Bastian, yang menjadi ketua kelompok Mangkutana Alam Lestari di Kecamatan Mangkutana mengungkapkan, meski sudah dibekali pengetahuan tentang Hutan Rakyat dan SVLK melalui Training Pendampingan Hutan Rakyat yang diselenggarakan oleh SCF sebelumnya, ia tetap merasakan tantangan berat di awal pelaksanaan program ini. “Pada awalnya masyarakat belum paham tentang apa tujuan dari UMHR, jadi saya menjelaskan bahwa kelompok ini bertujuan agar usaha kayu kita dianggap legal,” jelasnya.
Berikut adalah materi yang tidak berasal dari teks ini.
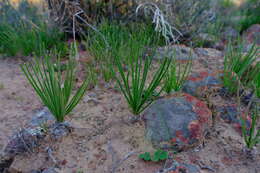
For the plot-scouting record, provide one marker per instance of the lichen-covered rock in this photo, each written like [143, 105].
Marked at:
[252, 34]
[230, 114]
[198, 83]
[22, 141]
[179, 52]
[177, 122]
[177, 167]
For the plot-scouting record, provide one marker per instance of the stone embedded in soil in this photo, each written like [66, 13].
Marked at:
[230, 114]
[44, 116]
[23, 141]
[198, 83]
[252, 34]
[177, 122]
[179, 52]
[177, 167]
[230, 33]
[59, 130]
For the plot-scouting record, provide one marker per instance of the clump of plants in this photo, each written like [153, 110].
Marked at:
[240, 66]
[176, 76]
[251, 12]
[138, 91]
[25, 32]
[113, 40]
[54, 87]
[251, 135]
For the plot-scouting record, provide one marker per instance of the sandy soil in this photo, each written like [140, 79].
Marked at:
[103, 135]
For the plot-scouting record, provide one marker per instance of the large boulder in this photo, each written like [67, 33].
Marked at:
[231, 115]
[177, 122]
[198, 83]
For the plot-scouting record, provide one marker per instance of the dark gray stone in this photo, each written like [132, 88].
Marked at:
[59, 130]
[173, 122]
[230, 33]
[42, 117]
[198, 82]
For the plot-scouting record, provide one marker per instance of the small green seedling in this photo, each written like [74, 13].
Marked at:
[159, 155]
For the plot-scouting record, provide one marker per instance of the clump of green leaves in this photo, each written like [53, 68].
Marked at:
[239, 66]
[138, 91]
[176, 76]
[257, 85]
[251, 136]
[28, 40]
[159, 155]
[113, 40]
[54, 90]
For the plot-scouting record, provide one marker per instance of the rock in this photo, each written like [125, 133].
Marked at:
[252, 34]
[230, 33]
[198, 83]
[230, 114]
[177, 122]
[44, 116]
[177, 167]
[59, 130]
[21, 142]
[181, 52]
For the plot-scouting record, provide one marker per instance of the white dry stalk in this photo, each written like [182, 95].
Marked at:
[161, 24]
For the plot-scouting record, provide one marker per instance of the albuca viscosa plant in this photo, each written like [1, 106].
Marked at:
[239, 66]
[176, 76]
[137, 90]
[54, 88]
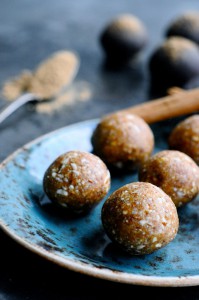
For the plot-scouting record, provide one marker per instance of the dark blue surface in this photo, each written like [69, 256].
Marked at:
[29, 32]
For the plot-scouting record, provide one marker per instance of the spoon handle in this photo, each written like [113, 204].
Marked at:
[177, 104]
[13, 106]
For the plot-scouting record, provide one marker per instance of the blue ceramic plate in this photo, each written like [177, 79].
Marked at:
[80, 243]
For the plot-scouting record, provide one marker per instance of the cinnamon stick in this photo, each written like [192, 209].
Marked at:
[174, 105]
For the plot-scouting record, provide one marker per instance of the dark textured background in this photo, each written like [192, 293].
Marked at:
[29, 32]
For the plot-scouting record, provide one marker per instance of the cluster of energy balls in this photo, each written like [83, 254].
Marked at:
[175, 62]
[141, 217]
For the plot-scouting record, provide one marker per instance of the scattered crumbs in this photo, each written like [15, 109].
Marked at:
[79, 91]
[14, 87]
[52, 79]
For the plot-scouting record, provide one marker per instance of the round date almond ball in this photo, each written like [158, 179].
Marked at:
[175, 173]
[186, 25]
[123, 38]
[123, 140]
[140, 218]
[174, 62]
[185, 137]
[77, 180]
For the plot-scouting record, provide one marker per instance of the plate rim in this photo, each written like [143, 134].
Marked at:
[86, 268]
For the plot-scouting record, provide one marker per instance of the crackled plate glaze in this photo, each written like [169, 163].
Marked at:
[80, 243]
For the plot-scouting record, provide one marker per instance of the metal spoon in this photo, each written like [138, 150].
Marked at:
[44, 92]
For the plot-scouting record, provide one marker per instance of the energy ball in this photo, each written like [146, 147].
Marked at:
[140, 218]
[175, 173]
[174, 62]
[77, 180]
[185, 137]
[123, 38]
[186, 25]
[123, 140]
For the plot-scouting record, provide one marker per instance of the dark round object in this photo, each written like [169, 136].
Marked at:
[175, 173]
[140, 218]
[123, 38]
[77, 181]
[174, 63]
[186, 25]
[185, 137]
[123, 140]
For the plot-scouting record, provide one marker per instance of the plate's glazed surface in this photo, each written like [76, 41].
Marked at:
[80, 243]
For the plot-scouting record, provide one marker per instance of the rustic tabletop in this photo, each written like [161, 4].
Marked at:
[29, 32]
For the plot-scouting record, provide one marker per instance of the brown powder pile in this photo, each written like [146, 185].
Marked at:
[50, 77]
[53, 74]
[13, 88]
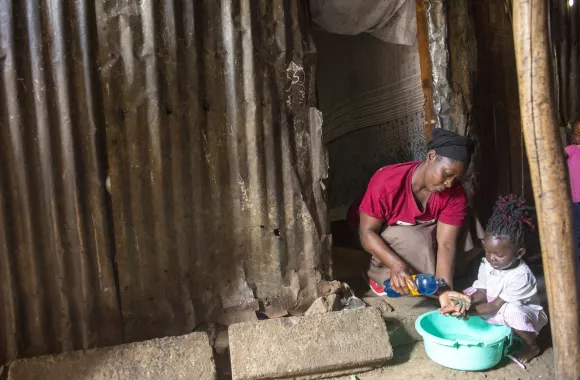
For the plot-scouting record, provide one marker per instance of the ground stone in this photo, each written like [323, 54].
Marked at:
[324, 305]
[309, 347]
[183, 357]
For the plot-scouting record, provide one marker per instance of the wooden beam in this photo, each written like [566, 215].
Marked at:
[425, 64]
[549, 181]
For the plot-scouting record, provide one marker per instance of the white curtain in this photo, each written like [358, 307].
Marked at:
[392, 21]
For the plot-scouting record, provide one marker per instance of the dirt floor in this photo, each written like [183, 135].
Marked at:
[410, 360]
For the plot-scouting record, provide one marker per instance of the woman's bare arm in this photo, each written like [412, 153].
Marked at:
[373, 243]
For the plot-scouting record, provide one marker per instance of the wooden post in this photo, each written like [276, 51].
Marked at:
[425, 64]
[549, 181]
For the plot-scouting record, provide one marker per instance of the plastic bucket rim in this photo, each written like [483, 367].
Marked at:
[451, 343]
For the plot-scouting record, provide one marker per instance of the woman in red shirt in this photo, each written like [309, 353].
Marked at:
[412, 214]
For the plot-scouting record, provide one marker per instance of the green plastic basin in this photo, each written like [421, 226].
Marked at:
[472, 345]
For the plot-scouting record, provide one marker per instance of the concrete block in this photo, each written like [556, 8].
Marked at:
[317, 346]
[182, 357]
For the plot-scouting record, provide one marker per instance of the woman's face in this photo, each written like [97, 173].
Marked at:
[442, 173]
[500, 252]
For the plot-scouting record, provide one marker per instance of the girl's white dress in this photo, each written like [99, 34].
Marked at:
[517, 287]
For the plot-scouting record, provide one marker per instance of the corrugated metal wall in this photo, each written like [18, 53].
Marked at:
[199, 112]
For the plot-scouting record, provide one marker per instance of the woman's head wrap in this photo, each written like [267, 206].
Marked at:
[451, 145]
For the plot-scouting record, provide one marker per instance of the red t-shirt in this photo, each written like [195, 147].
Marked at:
[389, 197]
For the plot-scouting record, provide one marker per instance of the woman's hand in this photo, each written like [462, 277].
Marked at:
[401, 279]
[454, 303]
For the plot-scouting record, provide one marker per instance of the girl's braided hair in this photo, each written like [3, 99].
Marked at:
[511, 218]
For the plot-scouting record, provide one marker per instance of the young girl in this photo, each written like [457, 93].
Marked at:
[505, 291]
[573, 153]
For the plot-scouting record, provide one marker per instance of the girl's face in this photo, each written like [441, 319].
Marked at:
[500, 252]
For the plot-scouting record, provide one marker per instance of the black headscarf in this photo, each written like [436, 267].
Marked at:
[451, 145]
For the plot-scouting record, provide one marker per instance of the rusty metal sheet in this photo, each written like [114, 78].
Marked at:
[57, 287]
[200, 114]
[215, 168]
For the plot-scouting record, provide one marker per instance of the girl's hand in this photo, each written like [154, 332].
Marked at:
[454, 303]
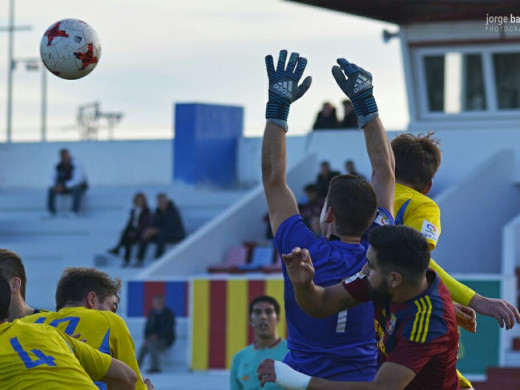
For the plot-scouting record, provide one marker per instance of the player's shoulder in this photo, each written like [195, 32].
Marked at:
[243, 354]
[29, 328]
[425, 320]
[36, 315]
[404, 194]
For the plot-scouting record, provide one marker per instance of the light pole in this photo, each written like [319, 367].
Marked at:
[10, 65]
[34, 64]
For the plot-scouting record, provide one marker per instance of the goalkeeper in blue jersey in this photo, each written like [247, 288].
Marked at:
[339, 347]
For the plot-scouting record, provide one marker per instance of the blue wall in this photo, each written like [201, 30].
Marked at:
[206, 141]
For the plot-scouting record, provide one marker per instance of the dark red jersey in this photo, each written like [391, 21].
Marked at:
[420, 334]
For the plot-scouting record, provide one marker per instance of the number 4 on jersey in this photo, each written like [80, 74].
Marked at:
[24, 355]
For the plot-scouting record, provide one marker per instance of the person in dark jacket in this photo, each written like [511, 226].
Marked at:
[326, 118]
[323, 179]
[140, 218]
[68, 178]
[159, 333]
[166, 227]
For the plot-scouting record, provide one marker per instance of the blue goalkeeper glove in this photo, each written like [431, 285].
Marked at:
[283, 86]
[358, 87]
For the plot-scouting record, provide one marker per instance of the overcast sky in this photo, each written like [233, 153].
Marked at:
[159, 52]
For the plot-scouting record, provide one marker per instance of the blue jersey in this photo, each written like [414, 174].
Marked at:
[342, 346]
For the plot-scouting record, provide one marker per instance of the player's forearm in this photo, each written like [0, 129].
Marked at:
[312, 299]
[119, 376]
[323, 384]
[458, 291]
[380, 152]
[273, 156]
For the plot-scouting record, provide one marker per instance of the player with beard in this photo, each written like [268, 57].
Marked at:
[341, 346]
[415, 321]
[264, 316]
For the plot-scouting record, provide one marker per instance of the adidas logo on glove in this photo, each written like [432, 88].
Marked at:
[284, 87]
[361, 83]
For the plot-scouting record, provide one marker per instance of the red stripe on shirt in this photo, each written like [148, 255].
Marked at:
[256, 289]
[217, 328]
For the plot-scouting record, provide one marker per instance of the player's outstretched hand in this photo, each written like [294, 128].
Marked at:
[283, 85]
[149, 384]
[466, 317]
[266, 372]
[357, 85]
[505, 313]
[299, 267]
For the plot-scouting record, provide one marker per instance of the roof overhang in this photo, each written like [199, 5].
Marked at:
[420, 11]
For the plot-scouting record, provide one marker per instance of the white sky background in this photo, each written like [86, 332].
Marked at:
[159, 52]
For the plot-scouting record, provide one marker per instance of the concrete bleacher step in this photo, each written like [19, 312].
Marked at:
[174, 357]
[500, 377]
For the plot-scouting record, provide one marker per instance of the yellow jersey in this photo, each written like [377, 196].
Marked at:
[103, 330]
[41, 357]
[417, 211]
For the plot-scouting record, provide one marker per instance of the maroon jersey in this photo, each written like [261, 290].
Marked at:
[420, 334]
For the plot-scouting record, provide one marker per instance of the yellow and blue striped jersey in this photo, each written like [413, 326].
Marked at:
[103, 330]
[421, 213]
[41, 357]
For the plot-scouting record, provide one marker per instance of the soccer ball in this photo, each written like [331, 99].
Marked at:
[70, 49]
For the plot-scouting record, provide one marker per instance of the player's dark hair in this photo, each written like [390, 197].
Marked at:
[310, 188]
[12, 267]
[401, 249]
[5, 297]
[141, 195]
[417, 159]
[265, 298]
[354, 203]
[76, 282]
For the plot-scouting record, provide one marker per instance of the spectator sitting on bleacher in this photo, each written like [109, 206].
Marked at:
[159, 333]
[324, 178]
[311, 210]
[350, 169]
[68, 177]
[264, 316]
[140, 217]
[166, 227]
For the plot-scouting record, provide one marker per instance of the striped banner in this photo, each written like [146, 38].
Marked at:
[220, 318]
[140, 296]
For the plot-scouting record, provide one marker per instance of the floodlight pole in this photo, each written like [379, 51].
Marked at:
[10, 65]
[44, 103]
[10, 70]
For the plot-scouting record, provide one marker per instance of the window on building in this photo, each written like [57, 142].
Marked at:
[454, 82]
[507, 80]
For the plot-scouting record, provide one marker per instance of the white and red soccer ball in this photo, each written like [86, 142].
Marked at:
[70, 49]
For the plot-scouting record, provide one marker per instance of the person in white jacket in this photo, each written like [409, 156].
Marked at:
[68, 177]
Bahkan pada awal proses merekrut anggota, Bastian mendapat banyak tentangan dari masyarakat. “Ada yang berpikir tanahnya mau diambil,” katanya. Apalagi, jika ia meminta mereka memperlihatkan sertifikat bukti kepemilikan lahan. Bahkan ada masyarakat yang menyatakan bisa menjual sendiri kayunya tanpa perlu menjadi anggota kelompok.
Ketua Kelompok Tomoni, Rhanty Sanda memberikan cerita lain. Ia terdorong untuk membentuk kelompok karena selama ini masyarakat kesulitan dalam penjualan kayu. “Jangankan menjual keluar, menebang kayu milik sendiri dan untuk digunakan sendiri pun, kadang ada pihak tidak bertanggungjawab yang memanfaatkan,” katanya. Ketidaktahuan masyarakat tentang prosedur penebangan dan jual-beli kayu kadang dimanfaatkan pihak tidak bertanggungjawab untuk meminta pungutan dari masyarakat.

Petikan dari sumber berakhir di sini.